This tutorial demonstrates the basic graph framework used in graphAttack and applies it to a simple linear model
You should be familiar with basic linear algebra, Python and the Jupyter Notebook editor. It also helps if you have a basic understanding of Machine Learning and classification.
In [1]:
import numpy as np
import graphAttack as ga
This was developed using Python 3.6.1
graphAttack uses Nodes to store data instead of normal python variables, the Nodes are classified into
Those objects are used to store numerical data to be fed into the graph. They use numpy arrays to store data. Here we initialize some variables:
In [2]:
a = np.array([2])
b = np.array([3])
aVar = ga.Variable(a)
bVar = ga.Variable(b)
We can now extract the stored data by calling:
In [3]:
aData = aVar.getValue()
print(aVar.getValue())
and print the information about a variable by:
In [4]:
print(aVar)
Operations usually take as input other Nodes (Variables or Operations) and can be used to extract the output of underlying mathematical operation. Lets start with simple addition:
In [5]:
addOp = ga.AddOperation(aVar, bVar)
Again, we can obtain the value of the operation by .getValue() as well as some information about it by printing it:
In [6]:
print("2 + 3 = ", addOp.getValue())
print("Details of addOp:", addOp)
Defining operations could also be done using operators:
In [7]:
addOp2 = aVar + bVar
print("2 + 3 = ", addOp2.getValue())
print("Details of addOp2:", addOp2)
We could chain operations together to get something slightly more complicated
In [8]:
aVar = ga.Variable(np.array([2]))
bVar = ga.Variable(np.array([3]))
cVar = ga.Variable(np.array([4]))
addOp = ga.AddOperation(aVar, bVar)
multOp = ga.MultiplyOperation(addOp, cVar)
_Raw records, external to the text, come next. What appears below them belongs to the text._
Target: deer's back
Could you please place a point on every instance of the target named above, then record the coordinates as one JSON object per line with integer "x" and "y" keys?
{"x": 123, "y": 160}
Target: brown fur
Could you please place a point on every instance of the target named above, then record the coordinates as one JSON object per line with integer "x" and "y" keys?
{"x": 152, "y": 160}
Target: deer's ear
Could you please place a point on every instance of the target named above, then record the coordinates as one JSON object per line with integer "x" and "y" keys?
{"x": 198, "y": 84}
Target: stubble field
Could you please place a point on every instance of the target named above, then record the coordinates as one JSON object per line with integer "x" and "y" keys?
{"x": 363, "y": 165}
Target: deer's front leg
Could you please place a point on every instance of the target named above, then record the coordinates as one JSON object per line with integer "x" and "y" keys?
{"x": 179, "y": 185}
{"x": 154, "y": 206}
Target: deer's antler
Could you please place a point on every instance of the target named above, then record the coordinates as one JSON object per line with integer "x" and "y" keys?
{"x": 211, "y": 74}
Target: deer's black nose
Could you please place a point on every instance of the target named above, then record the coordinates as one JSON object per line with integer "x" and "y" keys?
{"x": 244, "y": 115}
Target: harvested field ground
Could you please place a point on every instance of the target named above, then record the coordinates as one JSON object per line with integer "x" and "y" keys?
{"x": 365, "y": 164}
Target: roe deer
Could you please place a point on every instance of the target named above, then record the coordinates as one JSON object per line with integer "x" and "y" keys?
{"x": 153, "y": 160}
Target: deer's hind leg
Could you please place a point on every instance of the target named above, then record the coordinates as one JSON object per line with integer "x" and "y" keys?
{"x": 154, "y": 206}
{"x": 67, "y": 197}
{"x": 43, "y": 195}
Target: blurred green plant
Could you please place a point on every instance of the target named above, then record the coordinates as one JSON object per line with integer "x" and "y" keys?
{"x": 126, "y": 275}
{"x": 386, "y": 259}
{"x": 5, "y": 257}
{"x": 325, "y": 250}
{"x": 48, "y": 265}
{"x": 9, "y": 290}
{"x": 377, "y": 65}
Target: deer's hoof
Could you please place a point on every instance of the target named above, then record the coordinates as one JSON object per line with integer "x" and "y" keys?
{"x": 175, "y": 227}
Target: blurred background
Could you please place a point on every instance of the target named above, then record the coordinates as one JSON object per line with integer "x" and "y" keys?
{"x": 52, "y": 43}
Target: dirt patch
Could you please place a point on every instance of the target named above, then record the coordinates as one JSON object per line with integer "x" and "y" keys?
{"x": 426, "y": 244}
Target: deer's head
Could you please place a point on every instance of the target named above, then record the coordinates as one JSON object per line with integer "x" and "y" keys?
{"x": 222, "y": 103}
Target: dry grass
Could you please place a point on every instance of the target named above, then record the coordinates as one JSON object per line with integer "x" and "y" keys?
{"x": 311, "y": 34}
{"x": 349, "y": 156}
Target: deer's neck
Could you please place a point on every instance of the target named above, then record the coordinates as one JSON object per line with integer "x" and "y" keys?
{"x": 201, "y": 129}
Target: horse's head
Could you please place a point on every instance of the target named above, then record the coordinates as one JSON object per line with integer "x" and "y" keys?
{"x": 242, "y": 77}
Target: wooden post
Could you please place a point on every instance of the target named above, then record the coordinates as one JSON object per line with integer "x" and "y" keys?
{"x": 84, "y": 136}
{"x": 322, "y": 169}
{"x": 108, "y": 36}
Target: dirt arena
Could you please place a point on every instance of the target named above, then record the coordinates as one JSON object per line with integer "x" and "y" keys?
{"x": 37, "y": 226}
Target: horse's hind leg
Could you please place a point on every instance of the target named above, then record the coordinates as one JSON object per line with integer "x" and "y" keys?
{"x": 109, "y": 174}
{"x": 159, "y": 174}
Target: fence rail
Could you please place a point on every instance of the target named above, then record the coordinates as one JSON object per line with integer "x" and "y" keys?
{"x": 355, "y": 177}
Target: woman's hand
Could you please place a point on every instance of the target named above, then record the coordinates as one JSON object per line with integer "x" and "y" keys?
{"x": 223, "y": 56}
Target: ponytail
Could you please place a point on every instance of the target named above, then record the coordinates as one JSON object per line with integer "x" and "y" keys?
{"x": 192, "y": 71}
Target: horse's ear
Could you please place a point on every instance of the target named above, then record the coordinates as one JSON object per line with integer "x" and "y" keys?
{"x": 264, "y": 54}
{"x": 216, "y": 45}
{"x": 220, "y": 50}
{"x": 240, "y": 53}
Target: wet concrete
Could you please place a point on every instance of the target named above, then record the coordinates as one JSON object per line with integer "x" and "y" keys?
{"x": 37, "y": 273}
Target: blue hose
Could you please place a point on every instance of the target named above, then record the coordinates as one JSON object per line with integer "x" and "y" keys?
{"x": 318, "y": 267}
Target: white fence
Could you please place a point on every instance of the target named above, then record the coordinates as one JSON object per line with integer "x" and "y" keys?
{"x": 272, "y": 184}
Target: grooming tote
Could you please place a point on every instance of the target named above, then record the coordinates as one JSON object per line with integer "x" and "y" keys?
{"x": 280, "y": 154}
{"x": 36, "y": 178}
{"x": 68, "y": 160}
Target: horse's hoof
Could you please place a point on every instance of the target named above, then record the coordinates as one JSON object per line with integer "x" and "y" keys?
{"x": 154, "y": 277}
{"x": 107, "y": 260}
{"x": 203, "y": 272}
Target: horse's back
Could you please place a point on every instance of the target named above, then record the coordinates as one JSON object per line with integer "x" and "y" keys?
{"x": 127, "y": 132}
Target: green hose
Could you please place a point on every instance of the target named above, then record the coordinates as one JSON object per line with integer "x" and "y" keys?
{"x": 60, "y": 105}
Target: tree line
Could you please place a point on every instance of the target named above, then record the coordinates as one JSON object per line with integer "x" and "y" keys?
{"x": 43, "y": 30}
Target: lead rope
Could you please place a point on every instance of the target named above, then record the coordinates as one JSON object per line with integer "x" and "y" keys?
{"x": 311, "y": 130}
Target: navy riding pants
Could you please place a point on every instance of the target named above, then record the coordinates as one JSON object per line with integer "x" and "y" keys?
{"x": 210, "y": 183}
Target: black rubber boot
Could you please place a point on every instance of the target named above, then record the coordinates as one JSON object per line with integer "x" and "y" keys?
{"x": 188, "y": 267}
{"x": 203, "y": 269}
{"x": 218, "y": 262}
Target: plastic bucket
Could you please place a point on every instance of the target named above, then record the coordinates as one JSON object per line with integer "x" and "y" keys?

print("(2 + 3) * 4 = ", multOp.getValue())
Again, same could be achieved with operators:
In [9]:
aVar = ga.Variable(np.array([2]))
bVar = ga.Variable(np.array([3]))
cVar = ga.Variable(np.array([4]))
addOp = aVar + bVar
multOp = addOp * cVar
print("(2 + 3) * 4 = ", multOp.getValue())
In [10]:
_ = """
The complete list of supported operators is:
+ : AddOperation
@ : MatMatmulOperation
* : MultiplyOperation
/ : DivideOperation
"""
graphAttack supports automatic differentiation to ease up the burden of optimising your parameters, lets look at our previous example, however this time, we could ask for a derivative of one of the Variables with respect to the final operation of the graph:
In [11]:
aVar = ga.Variable(np.array([2]))
bVar = ga.Variable(np.array([3]))
cVar = ga.Variable(np.array([4]))
addOp = aVar + bVar
multOp = addOp * cVar
print("(2 + 3) * 4 = ", multOp.getValue())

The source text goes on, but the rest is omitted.